Auf internationaler Ebene treibt die Global Reporting Initiative (GRI), eine aus einer Koalition von internationalen, öffentlichen Interessensgruppen 1997 hervorgegangene Vereinigung, die Entwicklung und Verbreitung global anwendbarer Nachhaltigkeits-Reporting-Richtlinien zur freiwilligen Verwendung voran. Diese Richtlinien wurden erstmals 1999 von zwanzig führenden Unternehmen, darunter Bristol Myers Squibb, British Telecommunications, Procter and Gamble und Shell, eingesetzt und gelten als federführend auf dem Gebiet des TBL-Reporting. Das Herz der Richtlinien bildet eine Empfehlung betreffend die Struktur und den Inhalt von Nachhaltigkeitsreports. GRI listet eine Reihe quantitativer und qualitativer Indikatoren für jede der drei Dimensionen der »Triple Bottom Line« auf, die Unternehmen zu berichten haben. Dies wird ergänzt durch Indikatoren, die den sozialen, ökologischen und ökonomischen Erfolg integrieren sollen.

Die von GRI empfohlene Vorgehensweise impliziert die Anwendung eines einzigen Kontenplans, was wiederum das Vorhandensein einer einzigen »Währung« notwendig macht, in die der geschaffene oder zerstörte Wert in jeder der drei Dimensionen übersetzt werden kann. Eine solche »Währung« existiert nicht und es ist auch höchst fraglich, ob es sie jemals geben wird. Oft verlangen verschiedene Indikatoren nach einer unterschiedlichen Bewertung und auch die Unterscheidung in qualitative und quantitative Indikatoren kann nur schwer ignoriert werden. Man wird sich also erst einmal damit begnügen müssen, den Erfolg jeder einzelnen Dimension getrennt zu verfolgen, indem man finanzielle, ökologische und soziale Schlüsselerfolgsfaktoren identifiziert und diese bewertet.

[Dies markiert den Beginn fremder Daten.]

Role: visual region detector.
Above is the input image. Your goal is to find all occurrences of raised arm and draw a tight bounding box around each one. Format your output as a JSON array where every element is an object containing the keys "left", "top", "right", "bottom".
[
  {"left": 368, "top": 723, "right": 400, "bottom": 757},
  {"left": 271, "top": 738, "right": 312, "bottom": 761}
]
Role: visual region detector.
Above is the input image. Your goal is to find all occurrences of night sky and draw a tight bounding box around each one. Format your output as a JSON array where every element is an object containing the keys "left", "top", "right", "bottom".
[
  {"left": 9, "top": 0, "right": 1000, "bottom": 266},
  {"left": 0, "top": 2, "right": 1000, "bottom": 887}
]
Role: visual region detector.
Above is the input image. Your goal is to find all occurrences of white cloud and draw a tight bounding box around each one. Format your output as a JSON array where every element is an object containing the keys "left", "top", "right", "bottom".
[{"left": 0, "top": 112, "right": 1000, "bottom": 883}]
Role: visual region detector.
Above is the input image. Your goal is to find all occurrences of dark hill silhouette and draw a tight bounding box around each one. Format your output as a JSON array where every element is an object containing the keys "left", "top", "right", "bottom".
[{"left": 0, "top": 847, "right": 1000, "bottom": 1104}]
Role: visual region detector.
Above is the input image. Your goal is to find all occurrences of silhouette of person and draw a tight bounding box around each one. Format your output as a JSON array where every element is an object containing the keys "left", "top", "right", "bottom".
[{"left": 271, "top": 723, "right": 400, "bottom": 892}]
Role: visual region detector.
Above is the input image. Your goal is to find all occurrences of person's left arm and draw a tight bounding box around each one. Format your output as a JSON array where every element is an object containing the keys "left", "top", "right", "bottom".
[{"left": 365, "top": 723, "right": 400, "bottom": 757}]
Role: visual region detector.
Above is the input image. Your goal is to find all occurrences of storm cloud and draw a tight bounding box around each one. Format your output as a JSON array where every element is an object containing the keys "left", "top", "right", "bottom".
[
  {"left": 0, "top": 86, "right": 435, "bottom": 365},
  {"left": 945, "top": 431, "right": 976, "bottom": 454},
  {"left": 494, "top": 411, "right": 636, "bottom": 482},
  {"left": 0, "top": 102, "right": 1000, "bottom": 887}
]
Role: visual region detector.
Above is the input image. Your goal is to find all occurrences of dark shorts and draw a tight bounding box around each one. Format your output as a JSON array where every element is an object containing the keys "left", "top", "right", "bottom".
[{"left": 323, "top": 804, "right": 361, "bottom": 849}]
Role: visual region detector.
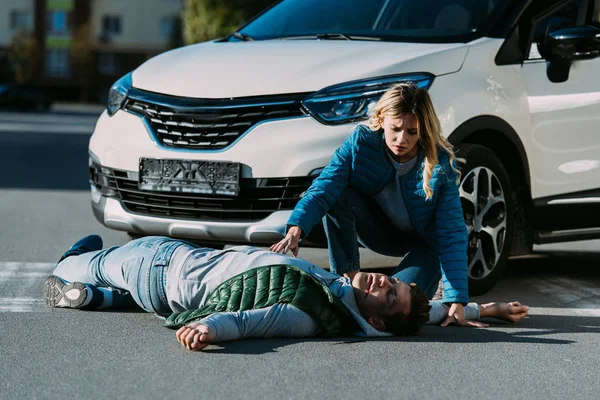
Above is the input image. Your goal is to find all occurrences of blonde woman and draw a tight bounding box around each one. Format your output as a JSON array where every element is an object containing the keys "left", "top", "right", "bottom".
[{"left": 271, "top": 83, "right": 469, "bottom": 325}]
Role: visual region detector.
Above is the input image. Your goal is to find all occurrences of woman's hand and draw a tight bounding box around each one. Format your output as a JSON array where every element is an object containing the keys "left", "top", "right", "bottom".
[
  {"left": 442, "top": 303, "right": 488, "bottom": 328},
  {"left": 269, "top": 226, "right": 302, "bottom": 257},
  {"left": 175, "top": 322, "right": 215, "bottom": 351}
]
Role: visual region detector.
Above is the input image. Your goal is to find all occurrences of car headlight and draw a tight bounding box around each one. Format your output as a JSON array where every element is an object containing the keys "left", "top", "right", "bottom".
[
  {"left": 106, "top": 72, "right": 131, "bottom": 117},
  {"left": 302, "top": 73, "right": 434, "bottom": 125}
]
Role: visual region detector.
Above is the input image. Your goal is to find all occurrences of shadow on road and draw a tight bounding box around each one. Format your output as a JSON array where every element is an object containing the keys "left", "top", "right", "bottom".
[
  {"left": 0, "top": 132, "right": 90, "bottom": 190},
  {"left": 195, "top": 315, "right": 600, "bottom": 355}
]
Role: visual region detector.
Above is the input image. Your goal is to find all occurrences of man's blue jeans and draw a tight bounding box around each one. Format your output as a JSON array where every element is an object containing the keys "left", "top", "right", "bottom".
[
  {"left": 54, "top": 237, "right": 184, "bottom": 315},
  {"left": 323, "top": 188, "right": 442, "bottom": 299}
]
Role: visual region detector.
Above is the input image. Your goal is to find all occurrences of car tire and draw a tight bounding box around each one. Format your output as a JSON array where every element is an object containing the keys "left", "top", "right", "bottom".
[{"left": 456, "top": 144, "right": 514, "bottom": 296}]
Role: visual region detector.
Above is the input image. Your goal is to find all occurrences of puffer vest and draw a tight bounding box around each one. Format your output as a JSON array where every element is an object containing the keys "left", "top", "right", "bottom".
[{"left": 164, "top": 265, "right": 359, "bottom": 336}]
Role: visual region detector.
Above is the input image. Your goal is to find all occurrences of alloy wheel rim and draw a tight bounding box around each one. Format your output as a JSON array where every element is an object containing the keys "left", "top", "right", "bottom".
[{"left": 459, "top": 167, "right": 507, "bottom": 279}]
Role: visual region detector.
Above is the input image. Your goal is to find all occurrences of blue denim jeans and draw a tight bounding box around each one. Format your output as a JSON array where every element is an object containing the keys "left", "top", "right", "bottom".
[
  {"left": 323, "top": 188, "right": 442, "bottom": 299},
  {"left": 54, "top": 237, "right": 184, "bottom": 315}
]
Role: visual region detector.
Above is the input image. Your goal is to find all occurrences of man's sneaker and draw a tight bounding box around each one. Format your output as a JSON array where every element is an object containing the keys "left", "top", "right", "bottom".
[
  {"left": 44, "top": 275, "right": 92, "bottom": 308},
  {"left": 58, "top": 235, "right": 103, "bottom": 262}
]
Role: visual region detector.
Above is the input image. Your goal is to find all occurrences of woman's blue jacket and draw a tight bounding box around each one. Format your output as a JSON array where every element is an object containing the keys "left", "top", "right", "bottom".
[{"left": 288, "top": 125, "right": 469, "bottom": 303}]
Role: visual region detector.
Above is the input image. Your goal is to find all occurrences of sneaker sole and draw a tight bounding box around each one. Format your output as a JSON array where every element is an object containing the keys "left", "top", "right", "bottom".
[{"left": 44, "top": 275, "right": 88, "bottom": 308}]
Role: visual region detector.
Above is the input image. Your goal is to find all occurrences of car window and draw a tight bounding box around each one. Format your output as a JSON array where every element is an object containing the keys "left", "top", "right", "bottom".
[
  {"left": 240, "top": 0, "right": 515, "bottom": 42},
  {"left": 527, "top": 0, "right": 584, "bottom": 60}
]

TBL als Investition sehen, nicht als Kosten!
Die dem TBL-Konzept zugrunde liegende Idee ist, dass Unternehmen, die langfristig wachsen wollen, es schaffen müssen, der Nachfrage der Gesellschaft nach Gütern und Dienstleistungen nachzukommen, ohne dabei Natur- und Sozialkapital zu zerstören. Es geht nicht darum, ökonomischen Reichtum zu beschränken, um ökologisch und sozial verantwortlich zu handeln. Jedoch sollten Unternehmen lernen, den positiven Effekt, den umwelt- und sozialbewusstes Handeln auf das finanzielle Ergebnis haben können, zu erkennen und einzukalkulieren.

Dass das Streben nach Nachhaltigkeit als Investition betrachtet werden sollte und nicht als Kosten, erklärt Chad Holliday, CEO von DuPont: »Nachhaltiges Wachstum kommt Millionen von Menschen zugute, aber es hat nichts mit Altruismus zu tun. Wir verfolgen nachhaltiges Wachstum, weil es unserem Geschäft und unseren Shareholdern nützt.«¹ DuPont hat eine Reihe von Zielen für 2010 aufgestellt, darunter eine Reduktion von Treibhausgasemissionen um zwei Drittel bei konstantem Energieverbrauch sowie eine Steigerung des Anteils erneuerbarer Ressourcen auf 10% des globalen Energiebedarfs.

Ein weiteres Unternehmen, das beweist, dass die Interessen der Shareholder und jene der größeren Gemeinschaft nicht notwendig unvereinbar sind und Engagement in verantwortliche Aktivitäten den Shareholder Value steigern kann, ist The Body Shop. Indem das Unternehmen seinen Kunden erklärt, dass sie durch den Kauf der Waren Tierrechte stärken, die Umwelt schützen oder das Leben von Frauen in Entwicklungsländern verbessern, macht The Body Shop verantwortliches Handeln quasi zu einem Teil des Warenangebots.²

Zeithorizonte müssen größer werden
Wichtig ist, hervorzuheben, dass die TBL-Vorgehensweise nichts am Zweck von Unternehmen verändert – Gewinne zu erzielen, Arbeitsplätze zu schaffen, Produkte und Dienstleistungen anzubieten. Was geändert wird, ist der Zeithorizont, über den man den Erfolg des Unternehmens beurteilt. Die Anforderung des Kapitalmarkts nach vierteljährlicher Berichterstattung scheint inadäquat, vielmehr sollten Unternehmen sich auf einen längeren Zeitrahmen fokussieren, um soziale und ökologische Ziele in ihre Strategie integrieren zu können.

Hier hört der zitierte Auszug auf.